On ne plaisante plus avec les poissons d'avril en Asie

Les auteurs de blagues sur la pandémie risquaient de lourdes peines de prison en Thaïlande ou à Taïwan.

de
ats/pga
Le gag imaginé par Kim Jaejoong a fait un tollé.

Le gag imaginé par Kim Jaejoong a fait un tollé.

Mirrormedia

En temps normal, c'est un jour voué à l'humour et aux plaisanteries entre copains ou collègues de travail. Mais le coronavirus est passé par là. En Asie, personne n'était d'humeur à plaisanter mercredi. Membre du groupe JYJ, la star de la K-pop sud-coréenne Kim Jaejoong en a fait l'amère expérience, après avoir laissé croire à ses fans qu'il était en train de lutter contre le Covid-19 sur un lit d'hôpital. Sa blague s'est rapidement retournée contre lui, la plupart la qualifiant d'«inappropriée» et de «pas amusante».

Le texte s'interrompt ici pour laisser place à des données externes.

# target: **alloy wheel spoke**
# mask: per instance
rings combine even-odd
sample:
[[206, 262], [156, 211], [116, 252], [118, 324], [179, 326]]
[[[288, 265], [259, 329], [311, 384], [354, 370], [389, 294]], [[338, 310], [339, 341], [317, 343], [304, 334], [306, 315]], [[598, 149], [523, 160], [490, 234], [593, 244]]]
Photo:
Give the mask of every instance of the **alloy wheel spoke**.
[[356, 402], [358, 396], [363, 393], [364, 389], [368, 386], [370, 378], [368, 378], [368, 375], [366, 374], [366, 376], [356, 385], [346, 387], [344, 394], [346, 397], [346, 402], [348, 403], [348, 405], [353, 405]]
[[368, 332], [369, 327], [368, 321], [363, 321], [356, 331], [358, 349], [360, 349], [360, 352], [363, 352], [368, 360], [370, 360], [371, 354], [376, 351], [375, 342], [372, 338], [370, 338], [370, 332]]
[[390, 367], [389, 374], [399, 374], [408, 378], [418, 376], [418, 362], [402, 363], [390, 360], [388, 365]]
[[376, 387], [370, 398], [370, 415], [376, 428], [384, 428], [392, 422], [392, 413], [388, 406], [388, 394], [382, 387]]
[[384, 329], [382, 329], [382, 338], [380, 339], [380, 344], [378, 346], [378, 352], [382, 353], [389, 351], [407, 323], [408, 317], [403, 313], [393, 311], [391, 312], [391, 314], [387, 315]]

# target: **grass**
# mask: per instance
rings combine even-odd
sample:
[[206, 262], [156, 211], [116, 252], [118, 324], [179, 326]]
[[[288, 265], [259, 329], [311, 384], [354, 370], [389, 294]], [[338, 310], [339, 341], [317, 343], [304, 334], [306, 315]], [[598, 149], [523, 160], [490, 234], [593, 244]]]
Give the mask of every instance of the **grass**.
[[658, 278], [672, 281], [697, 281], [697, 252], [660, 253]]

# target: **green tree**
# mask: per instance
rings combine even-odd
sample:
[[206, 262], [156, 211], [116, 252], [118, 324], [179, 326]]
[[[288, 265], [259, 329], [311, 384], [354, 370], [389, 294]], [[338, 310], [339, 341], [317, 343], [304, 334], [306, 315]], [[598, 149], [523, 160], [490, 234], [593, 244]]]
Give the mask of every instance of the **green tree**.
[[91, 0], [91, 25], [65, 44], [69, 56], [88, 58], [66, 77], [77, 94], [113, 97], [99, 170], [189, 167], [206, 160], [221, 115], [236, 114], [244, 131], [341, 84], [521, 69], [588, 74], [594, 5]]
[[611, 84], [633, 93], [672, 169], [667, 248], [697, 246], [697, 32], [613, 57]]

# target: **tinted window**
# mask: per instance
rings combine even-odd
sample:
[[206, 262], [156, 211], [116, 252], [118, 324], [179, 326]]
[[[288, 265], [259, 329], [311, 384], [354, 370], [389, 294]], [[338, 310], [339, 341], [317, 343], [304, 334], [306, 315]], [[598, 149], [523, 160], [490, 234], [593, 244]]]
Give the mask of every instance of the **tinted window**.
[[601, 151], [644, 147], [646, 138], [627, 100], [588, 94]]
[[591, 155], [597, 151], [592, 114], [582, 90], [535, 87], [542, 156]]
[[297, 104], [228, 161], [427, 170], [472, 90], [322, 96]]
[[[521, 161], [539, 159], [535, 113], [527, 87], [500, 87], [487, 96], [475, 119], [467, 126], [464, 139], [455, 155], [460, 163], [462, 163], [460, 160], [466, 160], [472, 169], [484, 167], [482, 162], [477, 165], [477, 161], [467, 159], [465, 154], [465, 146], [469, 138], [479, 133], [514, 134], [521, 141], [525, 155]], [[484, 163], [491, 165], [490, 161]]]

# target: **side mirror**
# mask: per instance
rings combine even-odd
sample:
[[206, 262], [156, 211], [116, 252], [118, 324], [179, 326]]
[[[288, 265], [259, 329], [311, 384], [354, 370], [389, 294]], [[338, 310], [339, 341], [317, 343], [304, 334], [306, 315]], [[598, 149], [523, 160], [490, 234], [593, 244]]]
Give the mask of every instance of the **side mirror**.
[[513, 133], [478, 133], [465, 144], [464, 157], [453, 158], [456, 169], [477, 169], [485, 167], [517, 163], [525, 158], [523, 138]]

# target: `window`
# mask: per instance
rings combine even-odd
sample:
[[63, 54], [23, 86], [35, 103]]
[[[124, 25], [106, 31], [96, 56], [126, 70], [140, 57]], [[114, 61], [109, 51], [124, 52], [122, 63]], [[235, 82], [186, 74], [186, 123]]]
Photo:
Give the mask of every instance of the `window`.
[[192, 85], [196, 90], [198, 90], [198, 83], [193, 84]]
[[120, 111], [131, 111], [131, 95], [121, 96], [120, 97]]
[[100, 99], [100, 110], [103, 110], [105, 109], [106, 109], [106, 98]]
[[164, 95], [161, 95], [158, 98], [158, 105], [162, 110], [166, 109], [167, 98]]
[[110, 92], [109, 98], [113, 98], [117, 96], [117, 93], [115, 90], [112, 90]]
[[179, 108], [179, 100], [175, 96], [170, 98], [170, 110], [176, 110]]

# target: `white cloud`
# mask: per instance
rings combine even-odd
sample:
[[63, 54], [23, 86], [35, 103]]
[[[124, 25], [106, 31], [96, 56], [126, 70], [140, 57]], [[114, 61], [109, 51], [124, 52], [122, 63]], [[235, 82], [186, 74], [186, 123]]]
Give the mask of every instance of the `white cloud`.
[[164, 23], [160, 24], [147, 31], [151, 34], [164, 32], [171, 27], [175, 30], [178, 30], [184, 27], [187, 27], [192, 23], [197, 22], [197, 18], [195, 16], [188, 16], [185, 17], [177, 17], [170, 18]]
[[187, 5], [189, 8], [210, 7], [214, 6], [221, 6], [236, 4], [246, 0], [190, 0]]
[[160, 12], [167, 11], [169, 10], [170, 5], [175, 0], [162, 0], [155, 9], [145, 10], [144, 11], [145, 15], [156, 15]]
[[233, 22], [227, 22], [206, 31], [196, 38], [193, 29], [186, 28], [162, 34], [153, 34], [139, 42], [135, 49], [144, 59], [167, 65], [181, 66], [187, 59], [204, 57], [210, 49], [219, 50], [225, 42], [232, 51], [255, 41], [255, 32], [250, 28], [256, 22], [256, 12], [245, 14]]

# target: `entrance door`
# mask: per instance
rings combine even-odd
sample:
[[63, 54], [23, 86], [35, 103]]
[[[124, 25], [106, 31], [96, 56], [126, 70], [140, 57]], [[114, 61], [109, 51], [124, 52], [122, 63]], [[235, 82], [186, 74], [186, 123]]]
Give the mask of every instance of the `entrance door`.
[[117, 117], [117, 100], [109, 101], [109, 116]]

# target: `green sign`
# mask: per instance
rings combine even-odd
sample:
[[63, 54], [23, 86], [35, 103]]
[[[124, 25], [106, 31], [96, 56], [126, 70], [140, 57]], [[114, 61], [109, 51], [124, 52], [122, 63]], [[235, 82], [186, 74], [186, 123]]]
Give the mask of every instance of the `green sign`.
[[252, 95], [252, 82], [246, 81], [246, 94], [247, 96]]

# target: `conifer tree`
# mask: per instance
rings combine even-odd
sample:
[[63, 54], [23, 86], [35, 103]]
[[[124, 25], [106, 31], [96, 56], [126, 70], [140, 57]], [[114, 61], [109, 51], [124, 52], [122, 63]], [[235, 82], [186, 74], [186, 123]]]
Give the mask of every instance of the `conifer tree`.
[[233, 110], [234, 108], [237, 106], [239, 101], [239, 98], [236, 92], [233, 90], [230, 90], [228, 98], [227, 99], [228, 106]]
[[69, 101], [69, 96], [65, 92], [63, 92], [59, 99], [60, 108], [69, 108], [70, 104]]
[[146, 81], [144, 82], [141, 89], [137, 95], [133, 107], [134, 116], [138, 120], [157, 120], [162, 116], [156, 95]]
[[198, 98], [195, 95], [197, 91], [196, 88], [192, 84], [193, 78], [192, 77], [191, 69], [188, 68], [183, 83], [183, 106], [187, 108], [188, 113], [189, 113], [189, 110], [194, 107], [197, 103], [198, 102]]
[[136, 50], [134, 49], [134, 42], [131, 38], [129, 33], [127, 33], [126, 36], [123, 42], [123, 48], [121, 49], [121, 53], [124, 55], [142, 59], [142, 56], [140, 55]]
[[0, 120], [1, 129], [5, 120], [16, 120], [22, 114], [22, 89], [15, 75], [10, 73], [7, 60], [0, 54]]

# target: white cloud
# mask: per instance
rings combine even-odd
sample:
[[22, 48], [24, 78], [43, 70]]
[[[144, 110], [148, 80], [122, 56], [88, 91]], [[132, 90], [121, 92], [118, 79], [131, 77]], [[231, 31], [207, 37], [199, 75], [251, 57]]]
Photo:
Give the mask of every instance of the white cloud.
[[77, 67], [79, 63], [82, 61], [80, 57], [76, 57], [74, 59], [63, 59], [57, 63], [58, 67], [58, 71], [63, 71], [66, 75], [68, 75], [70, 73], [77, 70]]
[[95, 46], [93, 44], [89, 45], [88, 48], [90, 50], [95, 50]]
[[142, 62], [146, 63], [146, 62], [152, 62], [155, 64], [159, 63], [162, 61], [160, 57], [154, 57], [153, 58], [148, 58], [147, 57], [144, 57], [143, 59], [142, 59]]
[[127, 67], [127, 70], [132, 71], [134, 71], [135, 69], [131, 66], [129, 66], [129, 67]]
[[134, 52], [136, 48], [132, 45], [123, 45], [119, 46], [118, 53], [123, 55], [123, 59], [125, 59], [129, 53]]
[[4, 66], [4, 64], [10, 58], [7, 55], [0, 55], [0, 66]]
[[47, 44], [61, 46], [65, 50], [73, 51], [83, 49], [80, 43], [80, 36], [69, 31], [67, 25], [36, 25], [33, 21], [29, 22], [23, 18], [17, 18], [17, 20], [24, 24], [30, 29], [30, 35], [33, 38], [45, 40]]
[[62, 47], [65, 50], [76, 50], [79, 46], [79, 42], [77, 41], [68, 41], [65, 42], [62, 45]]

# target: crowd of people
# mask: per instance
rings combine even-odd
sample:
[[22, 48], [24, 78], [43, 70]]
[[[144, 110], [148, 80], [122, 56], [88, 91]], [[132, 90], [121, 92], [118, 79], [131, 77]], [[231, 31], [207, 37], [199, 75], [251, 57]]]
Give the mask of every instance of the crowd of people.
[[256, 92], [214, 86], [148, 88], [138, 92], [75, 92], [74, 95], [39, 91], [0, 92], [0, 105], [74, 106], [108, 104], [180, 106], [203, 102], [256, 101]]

Si le chanteur s'en tirera sans doute avec quelques réprimandes, il n'en va pas de même pour tous. Certains gouvernements asiatiques ont même menacé de peines de prison les auteurs de poissons d'avril sur la pandémie.

Lourdes sanctions

À Taïwan, les personnes à l'origine d'informations trompeuses encourent jusqu'à 3 ans de réclusion et une amende de 100'000 francs. «Le jour du poisson d'avril, nous pouvons faire preuve d'humour, mais nous ne pouvons pas faire de blagues sur la pandémie sous peine d'enfreindre la loi», a prévenu sur Facebook la présidente, Tsai Ing-wen.

Une ligne tout aussi dure a été adoptée par l'Inde et la Thaïlande. À Bangkok, qui a déclaré l'état d'urgence jusqu'au 30 avril, les contrevenants étaient passibles de 5 ans de prison.